The Amazon Packable seller would close its doors
Packable, the parent company of a third-party seller on Amazon, is reportedly downsizing and preparing to close, according to CNBC.
CNBC reported that Packable’s director of human resources, Leanna Bautista, said in a notice to employees on Aug. 22 that it was laying off 138 people, or about 20% of its staff, with the remaining 372 employees to be laid off when the responsibilities individual liquidations are completed. .’
INTERACTIVE-MARKETING has contacted Packable for a statement.
The notice states that Packable failed to secure new financing that would have allowed it to remain in business. “We diligently researched internal and external financing options, but were ultimately unsuccessful,” the company said. “As the company has no viable financing alternative, we are now forced to cease operations, liquidate any remaining collateral and close the business, including the establishment on which you are dependent.”

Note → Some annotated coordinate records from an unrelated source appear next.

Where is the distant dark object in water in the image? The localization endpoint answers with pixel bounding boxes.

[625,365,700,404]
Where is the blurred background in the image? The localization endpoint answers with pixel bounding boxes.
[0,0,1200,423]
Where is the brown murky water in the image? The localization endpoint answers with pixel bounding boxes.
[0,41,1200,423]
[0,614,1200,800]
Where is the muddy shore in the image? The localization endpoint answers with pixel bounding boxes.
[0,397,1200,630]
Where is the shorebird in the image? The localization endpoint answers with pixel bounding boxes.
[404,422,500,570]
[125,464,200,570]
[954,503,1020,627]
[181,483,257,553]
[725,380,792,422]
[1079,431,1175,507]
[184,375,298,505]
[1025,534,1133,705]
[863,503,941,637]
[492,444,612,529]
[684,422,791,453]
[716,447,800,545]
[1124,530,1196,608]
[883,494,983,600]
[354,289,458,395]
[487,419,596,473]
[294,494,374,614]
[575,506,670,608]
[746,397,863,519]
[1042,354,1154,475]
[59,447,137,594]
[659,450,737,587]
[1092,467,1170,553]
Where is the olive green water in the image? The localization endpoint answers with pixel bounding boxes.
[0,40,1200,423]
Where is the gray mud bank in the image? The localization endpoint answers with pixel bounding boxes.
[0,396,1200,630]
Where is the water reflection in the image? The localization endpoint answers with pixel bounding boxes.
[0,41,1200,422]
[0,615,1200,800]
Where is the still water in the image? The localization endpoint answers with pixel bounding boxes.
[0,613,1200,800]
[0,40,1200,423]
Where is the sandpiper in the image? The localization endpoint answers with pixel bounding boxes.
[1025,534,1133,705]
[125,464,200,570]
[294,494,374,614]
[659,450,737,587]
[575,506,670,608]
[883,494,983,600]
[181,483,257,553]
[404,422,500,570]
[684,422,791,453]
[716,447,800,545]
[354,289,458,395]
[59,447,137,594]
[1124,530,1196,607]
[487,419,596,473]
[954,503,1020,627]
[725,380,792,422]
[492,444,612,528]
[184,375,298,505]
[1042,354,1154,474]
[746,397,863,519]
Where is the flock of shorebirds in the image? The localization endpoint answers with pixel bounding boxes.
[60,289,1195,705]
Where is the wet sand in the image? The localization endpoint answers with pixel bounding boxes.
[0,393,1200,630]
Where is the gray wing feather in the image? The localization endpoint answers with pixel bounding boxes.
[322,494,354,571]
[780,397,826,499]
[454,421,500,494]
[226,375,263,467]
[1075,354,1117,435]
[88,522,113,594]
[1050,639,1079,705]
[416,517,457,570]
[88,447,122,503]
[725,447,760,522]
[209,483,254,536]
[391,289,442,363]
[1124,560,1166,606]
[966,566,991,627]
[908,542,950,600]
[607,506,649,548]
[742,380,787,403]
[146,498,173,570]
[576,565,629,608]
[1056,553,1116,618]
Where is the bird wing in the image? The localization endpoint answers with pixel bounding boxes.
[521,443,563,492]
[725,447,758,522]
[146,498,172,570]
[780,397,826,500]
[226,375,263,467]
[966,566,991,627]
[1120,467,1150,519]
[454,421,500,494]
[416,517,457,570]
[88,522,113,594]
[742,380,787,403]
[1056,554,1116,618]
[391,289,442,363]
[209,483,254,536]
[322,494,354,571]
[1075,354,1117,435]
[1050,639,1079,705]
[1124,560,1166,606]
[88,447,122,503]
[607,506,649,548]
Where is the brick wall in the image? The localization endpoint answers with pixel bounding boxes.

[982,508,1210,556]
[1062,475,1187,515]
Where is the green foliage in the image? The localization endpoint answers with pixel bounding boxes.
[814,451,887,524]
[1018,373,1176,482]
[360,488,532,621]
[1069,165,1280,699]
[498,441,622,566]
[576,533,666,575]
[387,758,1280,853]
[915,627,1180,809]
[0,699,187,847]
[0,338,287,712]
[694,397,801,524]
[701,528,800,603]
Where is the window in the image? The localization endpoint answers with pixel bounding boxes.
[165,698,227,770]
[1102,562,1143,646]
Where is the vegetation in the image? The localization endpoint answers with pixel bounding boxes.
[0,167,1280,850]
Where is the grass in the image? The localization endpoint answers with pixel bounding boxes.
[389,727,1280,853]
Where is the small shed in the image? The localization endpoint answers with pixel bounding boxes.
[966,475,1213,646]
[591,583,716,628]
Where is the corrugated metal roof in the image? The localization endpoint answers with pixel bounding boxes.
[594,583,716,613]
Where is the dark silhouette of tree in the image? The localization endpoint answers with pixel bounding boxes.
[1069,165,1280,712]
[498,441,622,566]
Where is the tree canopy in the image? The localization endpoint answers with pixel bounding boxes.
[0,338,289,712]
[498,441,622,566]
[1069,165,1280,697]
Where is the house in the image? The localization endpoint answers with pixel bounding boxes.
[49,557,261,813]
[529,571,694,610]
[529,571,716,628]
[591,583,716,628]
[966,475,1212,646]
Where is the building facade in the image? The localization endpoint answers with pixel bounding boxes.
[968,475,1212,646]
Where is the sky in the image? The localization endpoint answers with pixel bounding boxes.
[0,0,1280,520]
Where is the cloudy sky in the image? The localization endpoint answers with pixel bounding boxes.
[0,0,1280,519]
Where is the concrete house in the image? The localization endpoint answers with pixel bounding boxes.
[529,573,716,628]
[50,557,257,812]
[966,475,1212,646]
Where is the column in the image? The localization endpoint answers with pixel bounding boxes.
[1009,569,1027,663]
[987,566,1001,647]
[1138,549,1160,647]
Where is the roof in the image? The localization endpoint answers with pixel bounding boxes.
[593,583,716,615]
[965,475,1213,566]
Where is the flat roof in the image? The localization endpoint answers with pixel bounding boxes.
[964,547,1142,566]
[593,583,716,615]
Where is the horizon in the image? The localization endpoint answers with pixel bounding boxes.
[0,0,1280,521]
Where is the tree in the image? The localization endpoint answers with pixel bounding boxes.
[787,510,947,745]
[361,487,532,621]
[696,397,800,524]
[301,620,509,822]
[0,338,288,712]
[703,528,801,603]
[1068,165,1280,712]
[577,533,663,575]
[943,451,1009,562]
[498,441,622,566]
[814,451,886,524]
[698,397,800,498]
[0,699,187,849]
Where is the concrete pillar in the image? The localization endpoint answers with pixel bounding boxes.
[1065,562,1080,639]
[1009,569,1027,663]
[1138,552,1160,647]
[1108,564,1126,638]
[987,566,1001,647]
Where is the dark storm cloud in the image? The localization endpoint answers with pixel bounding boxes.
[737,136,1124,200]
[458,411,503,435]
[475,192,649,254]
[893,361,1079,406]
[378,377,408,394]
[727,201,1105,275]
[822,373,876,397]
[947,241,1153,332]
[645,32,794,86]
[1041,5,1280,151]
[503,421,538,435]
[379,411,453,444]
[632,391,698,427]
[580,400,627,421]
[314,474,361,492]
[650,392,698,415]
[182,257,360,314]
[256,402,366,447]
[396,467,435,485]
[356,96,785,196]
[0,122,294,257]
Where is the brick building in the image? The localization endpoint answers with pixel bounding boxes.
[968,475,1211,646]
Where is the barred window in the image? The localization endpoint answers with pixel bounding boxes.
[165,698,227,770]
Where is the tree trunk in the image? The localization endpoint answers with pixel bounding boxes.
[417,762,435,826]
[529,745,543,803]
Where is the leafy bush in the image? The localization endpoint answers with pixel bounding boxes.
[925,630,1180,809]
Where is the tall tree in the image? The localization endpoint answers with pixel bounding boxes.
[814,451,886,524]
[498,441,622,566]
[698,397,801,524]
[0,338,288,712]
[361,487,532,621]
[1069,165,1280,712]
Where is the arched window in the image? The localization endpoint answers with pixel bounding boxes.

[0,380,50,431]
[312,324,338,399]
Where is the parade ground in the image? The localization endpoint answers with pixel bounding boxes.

Packable is the parent company of Pharmapacks, an online retailer of health, personal care and beauty products. Founded in 2011, Packable partners with brands of all sizes to develop a custom e-commerce strategy to help them win big in the marketplaces. The company makes it easy to scale by managing the entire e-commerce ecosystem, from buying inventory and managing product pages to data-driven marketing and fulfillment, according to its official site.
Based in New York, Packable operates in the third-party (“3P”) space across seven online marketplaces in North America, including Amazon – where Packable is the largest 3P seller in the United States by number of reviews – Walmart , eBay, Target , and Google Shopping, among others, and also operates several direct-to-consumer (“DTC”) sites on behalf of brands.
Packable’s past year has been fraught with turbulence. The company announced plans to merge with a SPAC – Highland Transcend Partners I Corp in September in a deal valuing the company at $1.55 billion, the market began to turn and investors lost their appetite for SPACs, according to CNBC.
In March, Packable called off the deal to take the company public, simply saying it was due to “adverse market conditions”, just days before Highland Transcend’s scheduled shareholder meeting. Packable CEO Andrew Vagenas resigned in April and was replaced by Daniel Myers, a former supply chain manager at Mondelez, according to the company’s website.